The bad side to blogging: What don’t people like?
There are so many people out there telling each of you why blogging is great, but what about the other side of the coin? In a paradoxical Universe, all things can be looked at from polar angles of positive and negative, not to mention the ability to perceive any one situation or concept in numerous ways. I had a look ‘out there’ to see what some people don’t like about blogs and why.
At a post from a blog called ‘Shanti’s Dispatches’ I read a post entitled, ‘Top 10 Reasons Why Blogging is Like Attending a Liberal Arts College’. This fellow literally (pardon the pun) equates blogging to all of the negative experiences he went through when visiting a liberal arts college. Here’s the list: I think all of these points are valid. There are people in all areas of life that fail to reach a standard of work that other individuals will be pleased with.)
- Everyone thinks they know more than the next person about whatever happens to be the subject.
- No one’s afraid to speak their mind, even on subjects they really know very little about
- Traditionally taboo dinner-table conversation subjects that can lead to heated debate (such as Politics, Religion, etc) are not off limits
- In fact, taboo subjects are an encouraged topic. You’re supposed to be learning from one another, after all. But do you really? =)
- When someone gets a factoid wrong, there’s never a shortage of asswipes around who will correct you (*ahem* fact check your ass, as they say these days)
- College: you brag about your SAT scores, until you realize it really doesn’t f’ing matter anymore. Blogs: you brag about your traffic, # of links, or amount of ad revenue your blog generates. (only, you keep doing so because you still think it matters)
- College: when confronted with someone who actually does know more than you, just throw out an amorphous concept like ‘post-modernism’, ‘deconstruction’ or ‘nihilism’ to pretend like you know what you’re talking about. Blogs: throw out a buzzword like Web 2.0, Ajax, User-Generated Content, RSS, Squidoo, Wikis, etc
- College: there was always some hot new party every weekend at a new location. Last week’s has already been forgotten. Blogs: there’s always some hot new story or meme making the rounds, quickly forgotten and tossed into the dustbin of Technorati
- You develop a huge network of ’semi-friends.’ People you kind of know and could say “What’s up?” to at a party or as you pass by in the virtual comment halls. Upon graduation (or abandoning a blog), you will never see or interact with any of these people again in your life.
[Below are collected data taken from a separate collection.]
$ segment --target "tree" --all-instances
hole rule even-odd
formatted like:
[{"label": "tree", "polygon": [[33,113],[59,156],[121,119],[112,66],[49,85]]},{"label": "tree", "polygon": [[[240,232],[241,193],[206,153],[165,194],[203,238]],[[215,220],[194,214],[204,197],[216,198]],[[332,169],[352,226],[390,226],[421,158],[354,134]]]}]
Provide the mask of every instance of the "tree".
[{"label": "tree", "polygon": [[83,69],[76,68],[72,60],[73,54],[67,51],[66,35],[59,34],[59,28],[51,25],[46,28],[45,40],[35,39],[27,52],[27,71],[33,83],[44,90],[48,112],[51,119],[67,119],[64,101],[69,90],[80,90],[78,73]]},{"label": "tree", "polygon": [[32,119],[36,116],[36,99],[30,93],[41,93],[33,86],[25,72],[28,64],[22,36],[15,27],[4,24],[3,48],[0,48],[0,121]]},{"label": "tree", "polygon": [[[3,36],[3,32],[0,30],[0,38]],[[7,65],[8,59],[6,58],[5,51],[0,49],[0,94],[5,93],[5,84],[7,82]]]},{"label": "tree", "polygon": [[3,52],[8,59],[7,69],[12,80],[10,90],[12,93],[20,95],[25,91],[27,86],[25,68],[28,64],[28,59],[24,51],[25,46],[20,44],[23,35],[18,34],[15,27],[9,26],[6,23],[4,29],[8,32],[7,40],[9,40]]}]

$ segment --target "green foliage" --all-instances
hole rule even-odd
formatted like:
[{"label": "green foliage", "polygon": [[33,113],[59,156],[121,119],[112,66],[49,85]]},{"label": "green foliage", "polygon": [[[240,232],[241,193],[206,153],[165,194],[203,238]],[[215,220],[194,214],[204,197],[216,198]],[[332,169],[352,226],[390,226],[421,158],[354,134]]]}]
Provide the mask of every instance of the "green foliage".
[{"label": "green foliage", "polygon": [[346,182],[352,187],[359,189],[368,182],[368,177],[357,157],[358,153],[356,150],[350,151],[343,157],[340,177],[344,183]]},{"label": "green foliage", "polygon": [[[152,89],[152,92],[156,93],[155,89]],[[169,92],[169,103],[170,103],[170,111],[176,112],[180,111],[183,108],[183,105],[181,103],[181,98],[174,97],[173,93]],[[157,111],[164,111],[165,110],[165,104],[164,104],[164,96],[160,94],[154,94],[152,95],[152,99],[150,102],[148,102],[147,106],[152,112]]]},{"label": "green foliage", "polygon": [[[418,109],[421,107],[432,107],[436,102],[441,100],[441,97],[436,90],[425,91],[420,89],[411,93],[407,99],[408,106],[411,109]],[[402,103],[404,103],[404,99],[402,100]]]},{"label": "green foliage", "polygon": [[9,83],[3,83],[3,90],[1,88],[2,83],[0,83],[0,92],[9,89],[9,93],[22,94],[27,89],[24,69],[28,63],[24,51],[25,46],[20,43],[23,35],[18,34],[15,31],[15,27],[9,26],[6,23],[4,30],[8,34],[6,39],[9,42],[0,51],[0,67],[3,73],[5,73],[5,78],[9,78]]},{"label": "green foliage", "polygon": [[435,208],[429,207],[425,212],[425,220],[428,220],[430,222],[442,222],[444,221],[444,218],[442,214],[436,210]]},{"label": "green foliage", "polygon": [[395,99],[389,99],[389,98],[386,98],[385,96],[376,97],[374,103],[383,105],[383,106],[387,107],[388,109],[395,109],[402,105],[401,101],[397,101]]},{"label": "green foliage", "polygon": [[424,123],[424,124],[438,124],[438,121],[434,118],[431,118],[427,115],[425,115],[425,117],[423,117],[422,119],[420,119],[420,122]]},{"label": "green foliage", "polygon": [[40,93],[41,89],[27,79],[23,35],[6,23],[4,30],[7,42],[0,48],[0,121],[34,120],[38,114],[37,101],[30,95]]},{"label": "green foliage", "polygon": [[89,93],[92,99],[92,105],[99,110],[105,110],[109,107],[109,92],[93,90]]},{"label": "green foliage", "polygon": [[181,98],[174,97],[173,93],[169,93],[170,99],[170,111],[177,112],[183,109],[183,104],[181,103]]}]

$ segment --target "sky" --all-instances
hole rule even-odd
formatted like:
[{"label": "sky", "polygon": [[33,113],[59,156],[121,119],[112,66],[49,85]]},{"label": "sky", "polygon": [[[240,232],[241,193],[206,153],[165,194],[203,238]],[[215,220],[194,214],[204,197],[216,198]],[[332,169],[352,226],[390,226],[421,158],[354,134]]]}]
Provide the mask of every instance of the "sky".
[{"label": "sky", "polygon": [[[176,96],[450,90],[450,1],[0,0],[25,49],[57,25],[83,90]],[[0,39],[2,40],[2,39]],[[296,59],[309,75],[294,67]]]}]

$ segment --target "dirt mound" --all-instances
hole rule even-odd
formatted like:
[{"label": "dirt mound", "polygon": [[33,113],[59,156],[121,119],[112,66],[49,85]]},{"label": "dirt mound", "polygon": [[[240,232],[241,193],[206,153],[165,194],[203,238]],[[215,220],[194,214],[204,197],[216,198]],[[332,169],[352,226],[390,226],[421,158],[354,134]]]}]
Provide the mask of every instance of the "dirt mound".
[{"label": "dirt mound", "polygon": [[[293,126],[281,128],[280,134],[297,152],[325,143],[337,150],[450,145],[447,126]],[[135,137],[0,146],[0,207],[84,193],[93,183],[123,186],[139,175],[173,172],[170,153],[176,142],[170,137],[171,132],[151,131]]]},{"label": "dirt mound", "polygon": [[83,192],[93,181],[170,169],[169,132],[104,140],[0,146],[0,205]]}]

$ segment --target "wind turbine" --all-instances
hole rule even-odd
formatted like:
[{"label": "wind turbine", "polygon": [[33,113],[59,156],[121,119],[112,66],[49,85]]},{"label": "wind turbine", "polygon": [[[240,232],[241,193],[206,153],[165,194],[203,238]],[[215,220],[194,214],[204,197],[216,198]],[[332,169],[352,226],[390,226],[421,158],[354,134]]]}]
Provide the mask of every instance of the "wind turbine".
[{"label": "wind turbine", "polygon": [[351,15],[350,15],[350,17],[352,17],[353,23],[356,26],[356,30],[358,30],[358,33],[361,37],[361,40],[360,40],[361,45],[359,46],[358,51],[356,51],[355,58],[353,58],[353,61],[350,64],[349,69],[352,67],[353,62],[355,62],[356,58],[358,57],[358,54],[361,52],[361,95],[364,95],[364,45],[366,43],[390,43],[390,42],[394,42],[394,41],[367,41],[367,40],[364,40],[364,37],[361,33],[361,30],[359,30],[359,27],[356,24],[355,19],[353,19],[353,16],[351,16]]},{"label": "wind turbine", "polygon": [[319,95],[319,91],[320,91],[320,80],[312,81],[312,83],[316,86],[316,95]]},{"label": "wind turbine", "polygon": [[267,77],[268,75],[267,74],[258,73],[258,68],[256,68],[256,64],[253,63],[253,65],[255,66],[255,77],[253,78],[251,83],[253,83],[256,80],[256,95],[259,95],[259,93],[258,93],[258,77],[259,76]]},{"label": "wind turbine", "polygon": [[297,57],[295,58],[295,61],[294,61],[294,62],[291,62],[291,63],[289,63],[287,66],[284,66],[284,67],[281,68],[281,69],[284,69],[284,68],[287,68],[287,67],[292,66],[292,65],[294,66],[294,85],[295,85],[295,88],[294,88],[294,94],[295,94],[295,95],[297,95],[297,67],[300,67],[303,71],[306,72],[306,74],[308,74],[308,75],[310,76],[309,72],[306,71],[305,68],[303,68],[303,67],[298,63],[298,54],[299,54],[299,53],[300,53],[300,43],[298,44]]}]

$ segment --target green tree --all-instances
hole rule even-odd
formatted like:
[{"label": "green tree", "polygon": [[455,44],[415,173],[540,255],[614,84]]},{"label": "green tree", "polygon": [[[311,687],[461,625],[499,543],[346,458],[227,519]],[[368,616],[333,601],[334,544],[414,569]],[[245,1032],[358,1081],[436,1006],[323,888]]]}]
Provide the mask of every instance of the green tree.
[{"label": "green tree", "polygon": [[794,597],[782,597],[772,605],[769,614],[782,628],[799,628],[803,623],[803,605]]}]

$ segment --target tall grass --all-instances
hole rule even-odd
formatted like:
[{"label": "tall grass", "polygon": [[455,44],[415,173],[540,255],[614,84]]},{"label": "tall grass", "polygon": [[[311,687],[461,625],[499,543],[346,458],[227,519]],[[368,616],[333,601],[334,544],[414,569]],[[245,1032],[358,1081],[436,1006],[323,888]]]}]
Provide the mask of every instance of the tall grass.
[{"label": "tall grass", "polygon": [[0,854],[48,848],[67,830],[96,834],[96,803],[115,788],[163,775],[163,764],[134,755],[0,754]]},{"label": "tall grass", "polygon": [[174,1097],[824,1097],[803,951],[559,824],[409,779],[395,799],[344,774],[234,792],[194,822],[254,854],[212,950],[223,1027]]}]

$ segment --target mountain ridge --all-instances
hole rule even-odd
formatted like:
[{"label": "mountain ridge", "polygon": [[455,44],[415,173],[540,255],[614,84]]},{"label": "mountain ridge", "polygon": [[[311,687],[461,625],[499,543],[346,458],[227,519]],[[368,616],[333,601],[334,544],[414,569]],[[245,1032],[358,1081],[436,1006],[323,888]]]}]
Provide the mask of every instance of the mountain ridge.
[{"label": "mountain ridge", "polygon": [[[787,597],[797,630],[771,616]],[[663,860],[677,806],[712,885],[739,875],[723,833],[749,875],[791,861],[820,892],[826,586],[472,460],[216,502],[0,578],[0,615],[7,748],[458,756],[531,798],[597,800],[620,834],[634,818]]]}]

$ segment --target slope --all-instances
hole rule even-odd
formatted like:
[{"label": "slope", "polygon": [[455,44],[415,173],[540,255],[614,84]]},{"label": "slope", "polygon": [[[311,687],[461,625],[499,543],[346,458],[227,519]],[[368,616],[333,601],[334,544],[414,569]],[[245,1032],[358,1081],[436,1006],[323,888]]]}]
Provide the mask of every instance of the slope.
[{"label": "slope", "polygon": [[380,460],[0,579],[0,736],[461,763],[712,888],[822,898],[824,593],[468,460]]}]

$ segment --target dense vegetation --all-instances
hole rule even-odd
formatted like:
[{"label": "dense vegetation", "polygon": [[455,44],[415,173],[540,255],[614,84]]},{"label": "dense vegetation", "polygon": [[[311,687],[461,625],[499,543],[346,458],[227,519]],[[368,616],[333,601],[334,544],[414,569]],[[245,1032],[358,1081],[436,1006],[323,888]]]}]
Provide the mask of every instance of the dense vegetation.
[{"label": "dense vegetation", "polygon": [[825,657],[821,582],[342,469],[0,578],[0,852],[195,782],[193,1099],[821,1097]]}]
- College: there was never a shortage of cheap beer. Blogs: there’s never a shortage of cheap, one-liner comments. “Great post!”, “I agree. Blogged at: …insert-reblog-post-url-here…“
So, in listening to the critical opinions of others we can hope to improve the quality and integrity of our blog writing. Listening to Shanti, I think we might need to (in order of bullet points above):
- Be humble about what we know and write about. Realise that there are usually people out there that know as much or more about a subject as you. Saying that though, don’t be afraid to believe that you have stumbled across some new concept or idea that could help the world. All innovations come from people, often individuals.
- Only write about what you are knowledgeable about. Ask questions about what you don’t know. Again, be humble and have integrity. Don’t pretend to be someone you aren’t. People appreciate honesty and humility.
- Be respectful and conscious of how our words might affect others, especially when it concerns topics close to people’s hearts-like their lifestyle, religion etc.
- This is a great medium for the sharing of thoughts and ideas. We can learn from one another, but if we are simply arguing a point without tolerantly listening to other perspectives…what are we doing on the Web?
- Don’t be afraid to make mistakes. If someone is nice enough to correct you, take it in good stride-you’re human and it helps you learn and grow. If they criticise and put you down, you know that they’re not worth being concerned about.
- Again, be humble. If you have a lot of traffic that’s great! (I don’t yet know what it’s like, but it must be fun!) J Still, no one ever likes the show-off who for whatever egotistical reason needs to tell everyone how great they are. Be proud you worked hard and got to where you are, but realise that you probably only got popular because you related to people in a way that they respected.
- Using verbose language that others don’t understand doesn’t help the blogging communicative process. Keep it simple, unless your blog is for astrophysicists and no one else.
- Don’t jump on the band wagon. Stick to talking about the content that you’re passionate about.
- Attempt to make real connections and relationships with fellow bloggers. If someone doesn’t speak on your wavelength, they can only truly become an acquaintance. This whole business of blogging is about meeting others of like mind by sharing a part of ourselves. If you’re fortunate, you’ll make some really good friends.
- Be specific when commenting on other’s blogs. You can’t really get much from a one-line response. Take the time to express yourself and people will appreciate it.
Jesse S. Somer is quite aware of many things that he needs to improve on. There’s a dark side to everything, but the only way to improve ourselves is to be aware of these faults. The key is to see our challenges in a constructive way and look for solutions, not putting ourselves or others down. This goes for blogging too. There’s going to be stuff that doesn’t sit well with us, that’s life, if you don’t like it-set an example and show us how it’s done properly!